A Thorough Investigation into Challenges, Advancements, and Future Directions of Machine Learning Techniques and Their Applications in VLSI Design
Keywords:
Artificial Intelligence (AI), Chip complexity, Computer-Aided Design (CAD), Design automation and VLSI optimization, Electronic Design Automation (EDA), High-performance chips, Machine Learning (ML), Machine learning in EDA toolsAbstract
The manufacture of high-performance chips has become more difficult due to the increasing complexity of VLSI circuits brought on by the need for smaller sizes and higher performance. To solve these problems, recent research investigates how Artificial Intelligence (AI) and Machine Learning (ML) can be combined with Electrical Design Automation (EDA) and VLSI Computer-Aided Design (CAD). Incorporating machine learning approaches into EDA tools is transforming VLSI design through increased accuracy, efficiency, and decreased runtime.
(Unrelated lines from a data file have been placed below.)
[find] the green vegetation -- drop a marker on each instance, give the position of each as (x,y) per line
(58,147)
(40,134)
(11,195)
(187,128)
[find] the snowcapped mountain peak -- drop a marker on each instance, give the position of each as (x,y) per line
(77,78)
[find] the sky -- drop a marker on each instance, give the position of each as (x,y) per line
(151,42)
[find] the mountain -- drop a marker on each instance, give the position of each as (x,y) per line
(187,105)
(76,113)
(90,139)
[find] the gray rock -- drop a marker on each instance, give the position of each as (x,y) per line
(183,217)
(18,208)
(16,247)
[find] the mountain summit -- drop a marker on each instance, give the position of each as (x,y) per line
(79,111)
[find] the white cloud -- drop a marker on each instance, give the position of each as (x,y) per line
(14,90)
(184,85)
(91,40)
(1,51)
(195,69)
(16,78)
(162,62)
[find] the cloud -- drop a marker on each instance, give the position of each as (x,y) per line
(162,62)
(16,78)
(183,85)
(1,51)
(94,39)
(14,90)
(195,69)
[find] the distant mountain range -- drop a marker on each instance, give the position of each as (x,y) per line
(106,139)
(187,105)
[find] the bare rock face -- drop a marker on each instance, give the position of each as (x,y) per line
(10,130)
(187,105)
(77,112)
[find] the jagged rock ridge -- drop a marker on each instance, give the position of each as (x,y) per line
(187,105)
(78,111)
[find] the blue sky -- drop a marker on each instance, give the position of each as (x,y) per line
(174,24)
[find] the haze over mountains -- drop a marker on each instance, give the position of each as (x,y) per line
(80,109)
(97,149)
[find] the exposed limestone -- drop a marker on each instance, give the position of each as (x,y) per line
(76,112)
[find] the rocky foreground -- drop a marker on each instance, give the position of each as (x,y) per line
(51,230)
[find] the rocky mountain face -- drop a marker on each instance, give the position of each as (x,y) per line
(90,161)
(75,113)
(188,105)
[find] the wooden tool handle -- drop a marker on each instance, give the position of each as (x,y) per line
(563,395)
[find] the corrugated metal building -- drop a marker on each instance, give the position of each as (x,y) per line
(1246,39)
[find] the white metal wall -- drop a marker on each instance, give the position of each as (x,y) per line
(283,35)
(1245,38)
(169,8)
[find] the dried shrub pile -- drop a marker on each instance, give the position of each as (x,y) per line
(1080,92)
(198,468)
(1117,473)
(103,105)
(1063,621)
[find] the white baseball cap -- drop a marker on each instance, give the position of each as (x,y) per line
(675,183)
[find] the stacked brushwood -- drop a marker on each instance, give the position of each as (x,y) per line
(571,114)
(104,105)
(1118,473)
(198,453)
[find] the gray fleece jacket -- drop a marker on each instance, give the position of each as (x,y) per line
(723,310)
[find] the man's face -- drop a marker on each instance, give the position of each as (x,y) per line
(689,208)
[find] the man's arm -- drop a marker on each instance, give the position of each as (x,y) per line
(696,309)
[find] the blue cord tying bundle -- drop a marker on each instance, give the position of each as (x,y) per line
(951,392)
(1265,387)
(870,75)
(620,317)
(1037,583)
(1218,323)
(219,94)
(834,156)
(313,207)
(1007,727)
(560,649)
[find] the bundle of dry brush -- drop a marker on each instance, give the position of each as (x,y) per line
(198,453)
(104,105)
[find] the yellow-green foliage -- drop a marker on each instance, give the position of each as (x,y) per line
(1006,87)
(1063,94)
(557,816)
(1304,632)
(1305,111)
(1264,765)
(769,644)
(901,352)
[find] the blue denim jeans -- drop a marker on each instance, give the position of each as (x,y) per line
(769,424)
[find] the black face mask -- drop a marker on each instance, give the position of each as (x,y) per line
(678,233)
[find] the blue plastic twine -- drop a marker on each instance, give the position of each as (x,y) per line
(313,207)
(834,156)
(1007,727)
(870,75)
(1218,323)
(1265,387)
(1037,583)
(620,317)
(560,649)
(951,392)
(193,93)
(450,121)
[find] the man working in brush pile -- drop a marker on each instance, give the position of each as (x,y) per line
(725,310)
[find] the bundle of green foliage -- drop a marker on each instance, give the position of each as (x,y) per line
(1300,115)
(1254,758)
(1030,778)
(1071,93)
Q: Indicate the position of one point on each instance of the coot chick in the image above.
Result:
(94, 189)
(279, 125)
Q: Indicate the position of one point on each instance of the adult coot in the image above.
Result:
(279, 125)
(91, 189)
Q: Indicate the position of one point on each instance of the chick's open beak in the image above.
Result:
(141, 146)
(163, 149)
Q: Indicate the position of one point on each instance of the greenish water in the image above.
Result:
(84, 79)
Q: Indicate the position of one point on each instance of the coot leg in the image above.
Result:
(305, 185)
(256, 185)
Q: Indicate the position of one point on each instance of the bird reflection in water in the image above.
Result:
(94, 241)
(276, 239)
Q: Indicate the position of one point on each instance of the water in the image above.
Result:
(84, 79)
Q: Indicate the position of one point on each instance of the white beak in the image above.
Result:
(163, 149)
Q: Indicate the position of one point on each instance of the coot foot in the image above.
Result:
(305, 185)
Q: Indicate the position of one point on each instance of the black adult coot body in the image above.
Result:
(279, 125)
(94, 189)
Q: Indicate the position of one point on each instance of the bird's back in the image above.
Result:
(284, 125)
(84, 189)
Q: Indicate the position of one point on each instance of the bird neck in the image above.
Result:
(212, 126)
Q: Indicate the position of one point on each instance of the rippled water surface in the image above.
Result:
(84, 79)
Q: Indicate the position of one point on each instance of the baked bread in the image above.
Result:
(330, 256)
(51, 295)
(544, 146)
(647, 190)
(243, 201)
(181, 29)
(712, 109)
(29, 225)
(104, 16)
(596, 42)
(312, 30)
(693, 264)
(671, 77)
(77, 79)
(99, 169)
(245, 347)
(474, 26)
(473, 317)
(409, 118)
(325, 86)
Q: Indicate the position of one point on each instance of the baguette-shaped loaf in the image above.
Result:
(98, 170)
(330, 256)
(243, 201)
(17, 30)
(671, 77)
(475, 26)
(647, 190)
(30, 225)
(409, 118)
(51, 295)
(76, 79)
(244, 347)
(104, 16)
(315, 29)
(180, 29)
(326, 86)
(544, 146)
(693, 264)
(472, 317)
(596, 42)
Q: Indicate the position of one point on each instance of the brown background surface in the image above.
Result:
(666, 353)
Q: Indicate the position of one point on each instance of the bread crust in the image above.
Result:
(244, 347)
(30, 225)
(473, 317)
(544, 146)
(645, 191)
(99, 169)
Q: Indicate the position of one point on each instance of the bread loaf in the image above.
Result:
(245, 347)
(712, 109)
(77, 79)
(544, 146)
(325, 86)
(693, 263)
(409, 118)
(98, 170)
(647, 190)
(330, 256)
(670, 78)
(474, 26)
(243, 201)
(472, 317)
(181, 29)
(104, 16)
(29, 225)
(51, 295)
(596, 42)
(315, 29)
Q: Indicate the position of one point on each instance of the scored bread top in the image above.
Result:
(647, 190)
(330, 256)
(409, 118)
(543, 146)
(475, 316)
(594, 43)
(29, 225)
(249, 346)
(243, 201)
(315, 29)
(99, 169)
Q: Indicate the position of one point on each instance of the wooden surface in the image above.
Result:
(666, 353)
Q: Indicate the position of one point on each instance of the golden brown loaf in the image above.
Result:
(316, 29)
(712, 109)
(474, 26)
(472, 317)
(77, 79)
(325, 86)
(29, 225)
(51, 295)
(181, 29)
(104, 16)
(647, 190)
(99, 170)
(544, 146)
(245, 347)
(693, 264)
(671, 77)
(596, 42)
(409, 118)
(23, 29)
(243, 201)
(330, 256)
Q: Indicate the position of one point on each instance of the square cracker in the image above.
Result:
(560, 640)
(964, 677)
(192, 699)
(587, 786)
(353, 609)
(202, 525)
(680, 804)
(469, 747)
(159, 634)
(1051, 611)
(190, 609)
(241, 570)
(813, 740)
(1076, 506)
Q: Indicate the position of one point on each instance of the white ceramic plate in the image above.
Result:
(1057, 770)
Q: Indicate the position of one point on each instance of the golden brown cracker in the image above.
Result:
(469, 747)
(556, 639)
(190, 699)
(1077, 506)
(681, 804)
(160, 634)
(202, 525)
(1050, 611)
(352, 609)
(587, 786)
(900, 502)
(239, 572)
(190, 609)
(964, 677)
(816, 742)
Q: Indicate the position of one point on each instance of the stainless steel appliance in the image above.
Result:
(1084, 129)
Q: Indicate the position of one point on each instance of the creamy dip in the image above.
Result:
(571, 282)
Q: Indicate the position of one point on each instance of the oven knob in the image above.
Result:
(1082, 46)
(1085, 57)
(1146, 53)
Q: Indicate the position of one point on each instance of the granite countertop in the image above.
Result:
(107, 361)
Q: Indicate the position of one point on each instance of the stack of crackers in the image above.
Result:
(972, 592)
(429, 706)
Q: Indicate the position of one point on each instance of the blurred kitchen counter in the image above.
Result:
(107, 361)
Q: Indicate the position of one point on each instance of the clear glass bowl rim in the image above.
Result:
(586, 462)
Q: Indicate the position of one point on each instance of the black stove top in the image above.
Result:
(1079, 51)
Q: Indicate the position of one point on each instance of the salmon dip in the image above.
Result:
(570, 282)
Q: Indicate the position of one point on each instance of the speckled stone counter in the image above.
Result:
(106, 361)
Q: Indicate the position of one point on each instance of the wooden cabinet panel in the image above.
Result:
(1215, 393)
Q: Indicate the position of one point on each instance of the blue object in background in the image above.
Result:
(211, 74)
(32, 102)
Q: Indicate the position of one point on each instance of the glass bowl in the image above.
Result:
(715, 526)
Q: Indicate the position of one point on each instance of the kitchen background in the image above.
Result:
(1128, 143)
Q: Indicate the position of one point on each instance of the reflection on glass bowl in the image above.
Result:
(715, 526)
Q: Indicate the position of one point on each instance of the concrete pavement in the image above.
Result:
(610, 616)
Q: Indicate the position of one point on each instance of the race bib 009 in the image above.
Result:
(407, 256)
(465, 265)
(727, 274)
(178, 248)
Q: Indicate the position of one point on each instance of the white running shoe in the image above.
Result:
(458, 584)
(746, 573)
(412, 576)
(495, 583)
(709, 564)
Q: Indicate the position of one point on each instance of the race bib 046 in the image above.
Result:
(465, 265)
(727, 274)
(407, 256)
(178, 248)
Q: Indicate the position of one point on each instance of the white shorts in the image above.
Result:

These developments are crucial and critical to managing the complexity of contemporary change. Technological advances in machine learning are increasingly vital to handling design problems and streamlining chip development procedures. This article examines current Machine Learning (ML) applications in VLSI CAD/EDA and emphasizes how they improve chip design and development. Designers can satisfy the growing expectations of the modern technology landscape by utilizing ML to produce more effective and high-performing chips.